Shas leader Rabbi Aryeh Deri has turned down a power-sharing offer from Likud in which he could have been named prime minister for a year, Yisrael Hayom reported Sunday.
Likud sources said the offer would have paved the way for New Hope leader Gideon Sa’ar to join the government.
Rabbi Deri declined the offer, saying he “has no interest in becoming prime minister,” according to the report.
Insiders in both Likud and Shas confirmed that in order to resolve the political deadlock and form a right-wing government, Binyamin Netanyahu was willing to consider allowing another MK to take office first as part of a premiership rotation deal, and that of the options available, Rabbi Deri was his first choice.
Rabbi Deri’s office confirmed that the offer was made and declined, reiterating that the Shas leader was not interested in becoming prime minister.
This comes after reports that Blue and White leader Benny Gantz also hinted that he would be willing to join Netanyahu’s government if he were guaranteed he would take office first as part of a power-sharing deal.
He also seeks to remain the defense minister.
Gantz is Netanyahu’s partner in the outgoing unity government, in which he was supposed to take office second.

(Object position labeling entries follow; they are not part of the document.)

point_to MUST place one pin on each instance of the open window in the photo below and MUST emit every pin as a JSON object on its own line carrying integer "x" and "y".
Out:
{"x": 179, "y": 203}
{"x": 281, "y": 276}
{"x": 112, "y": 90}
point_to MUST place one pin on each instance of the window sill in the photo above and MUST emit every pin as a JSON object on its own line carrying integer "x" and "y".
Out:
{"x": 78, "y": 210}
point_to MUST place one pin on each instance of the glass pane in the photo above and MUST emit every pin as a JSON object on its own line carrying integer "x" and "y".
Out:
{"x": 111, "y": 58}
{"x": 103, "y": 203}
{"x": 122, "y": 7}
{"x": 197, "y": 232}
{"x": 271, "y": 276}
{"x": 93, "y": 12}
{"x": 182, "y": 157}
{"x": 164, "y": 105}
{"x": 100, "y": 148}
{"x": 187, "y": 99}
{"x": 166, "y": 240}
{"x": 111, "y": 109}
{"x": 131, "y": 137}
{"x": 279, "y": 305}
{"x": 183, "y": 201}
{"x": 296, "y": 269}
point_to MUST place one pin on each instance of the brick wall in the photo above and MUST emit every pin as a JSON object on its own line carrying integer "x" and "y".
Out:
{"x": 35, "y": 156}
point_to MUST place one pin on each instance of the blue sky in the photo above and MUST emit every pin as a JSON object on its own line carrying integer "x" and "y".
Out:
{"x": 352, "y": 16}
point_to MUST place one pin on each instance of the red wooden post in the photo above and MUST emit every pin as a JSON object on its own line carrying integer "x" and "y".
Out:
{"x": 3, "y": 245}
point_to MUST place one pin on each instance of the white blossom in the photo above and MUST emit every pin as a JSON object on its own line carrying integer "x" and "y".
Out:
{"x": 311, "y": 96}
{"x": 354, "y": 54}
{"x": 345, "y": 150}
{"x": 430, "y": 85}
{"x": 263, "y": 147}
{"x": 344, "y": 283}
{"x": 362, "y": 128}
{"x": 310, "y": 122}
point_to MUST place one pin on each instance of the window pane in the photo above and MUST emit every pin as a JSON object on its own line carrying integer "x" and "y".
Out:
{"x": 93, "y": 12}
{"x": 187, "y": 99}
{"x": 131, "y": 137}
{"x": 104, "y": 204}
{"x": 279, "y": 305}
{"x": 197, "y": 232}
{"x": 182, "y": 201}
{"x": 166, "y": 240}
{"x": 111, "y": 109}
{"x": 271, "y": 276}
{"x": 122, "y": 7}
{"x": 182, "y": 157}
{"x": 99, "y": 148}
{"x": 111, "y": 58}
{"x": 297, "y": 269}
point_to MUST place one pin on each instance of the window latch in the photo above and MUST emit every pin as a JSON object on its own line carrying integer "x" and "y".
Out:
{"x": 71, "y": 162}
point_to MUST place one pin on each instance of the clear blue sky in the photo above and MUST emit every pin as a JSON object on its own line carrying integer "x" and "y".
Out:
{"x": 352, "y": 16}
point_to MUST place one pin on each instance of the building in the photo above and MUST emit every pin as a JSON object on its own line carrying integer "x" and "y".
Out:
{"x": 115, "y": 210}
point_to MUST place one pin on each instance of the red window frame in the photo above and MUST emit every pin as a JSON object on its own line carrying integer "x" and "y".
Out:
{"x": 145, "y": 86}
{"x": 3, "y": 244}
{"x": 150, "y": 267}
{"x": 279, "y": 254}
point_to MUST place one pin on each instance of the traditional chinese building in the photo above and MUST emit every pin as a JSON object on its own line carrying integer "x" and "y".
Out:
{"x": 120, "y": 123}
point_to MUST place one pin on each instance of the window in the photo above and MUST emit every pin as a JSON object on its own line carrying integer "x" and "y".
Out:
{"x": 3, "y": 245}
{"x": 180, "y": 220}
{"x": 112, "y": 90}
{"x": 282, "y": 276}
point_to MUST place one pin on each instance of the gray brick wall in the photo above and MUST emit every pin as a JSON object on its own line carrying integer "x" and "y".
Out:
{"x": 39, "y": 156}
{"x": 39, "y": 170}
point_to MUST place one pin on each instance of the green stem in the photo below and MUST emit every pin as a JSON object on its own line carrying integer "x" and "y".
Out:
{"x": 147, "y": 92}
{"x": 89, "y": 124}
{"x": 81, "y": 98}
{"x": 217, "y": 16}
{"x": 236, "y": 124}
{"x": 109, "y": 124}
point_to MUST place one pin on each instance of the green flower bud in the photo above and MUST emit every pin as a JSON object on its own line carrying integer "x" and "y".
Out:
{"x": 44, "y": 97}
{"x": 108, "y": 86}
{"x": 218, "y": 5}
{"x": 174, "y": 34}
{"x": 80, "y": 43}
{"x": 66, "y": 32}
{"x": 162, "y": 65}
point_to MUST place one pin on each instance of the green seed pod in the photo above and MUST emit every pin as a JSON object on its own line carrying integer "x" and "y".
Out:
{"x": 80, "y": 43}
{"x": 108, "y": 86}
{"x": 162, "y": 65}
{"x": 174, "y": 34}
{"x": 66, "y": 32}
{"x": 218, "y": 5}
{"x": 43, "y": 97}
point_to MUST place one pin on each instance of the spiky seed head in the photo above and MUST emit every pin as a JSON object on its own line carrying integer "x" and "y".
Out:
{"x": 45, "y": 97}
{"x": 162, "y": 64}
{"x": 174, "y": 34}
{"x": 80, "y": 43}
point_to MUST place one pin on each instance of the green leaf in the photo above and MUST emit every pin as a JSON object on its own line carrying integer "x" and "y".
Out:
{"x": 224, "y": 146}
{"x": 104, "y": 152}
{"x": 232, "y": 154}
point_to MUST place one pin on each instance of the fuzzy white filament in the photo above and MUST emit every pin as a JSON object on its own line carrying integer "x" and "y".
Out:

Were it not for the March 23 elections, the rotation agreements would have taken effect in November.
Likud officials said that it was unclear whether Netanyahu was considering this option, but said the factions were “talking.”
Over at the change-Netanyahu bloc, Yesh Atid leader Yair Lapid and Yamina head Naftali Bennett continue in their efforts to stitch together a coalition.
According to reports, the two are working out the final details on their power-sharing deal with hopes of presenting President Reuven Rivlin with a government even before Netanyahu’s mandate expires next week.
However, insiders have warned that Yesh Atid leader Yair Lapid’s “amateurism will see Netanyahu remain in power.”
Sources familiar with the negotiations between the bloc’s members – Yesh Atid, Yamina, Yisrael Beytenu, New Hope, Blue and White, Labor and Meretz – have described Lapid’s tactics as “inept,” saying he insists on a government comprising no more than 20 ministers, as per his campaign promise to form a narrow government, while Bennett and Sa’ar see the government expanding to 28 ministers.
This would still be paring down from the current government, which has 36 ministers and 16 deputy ministers.
“Lapid doesn’t understand that Bennett and Sa’ar see him as a platform – nothing more,” a source familiar with the talks said. “Lapid will end up being the one who prevents a government with Bennett and this amateurism will see Netanyahu remain in power.”
Yesh Atid issued a statement rejecting the claims, saying, “Yair Lapid and his negotiating team are working tirelessly to install an Israeli unity government.”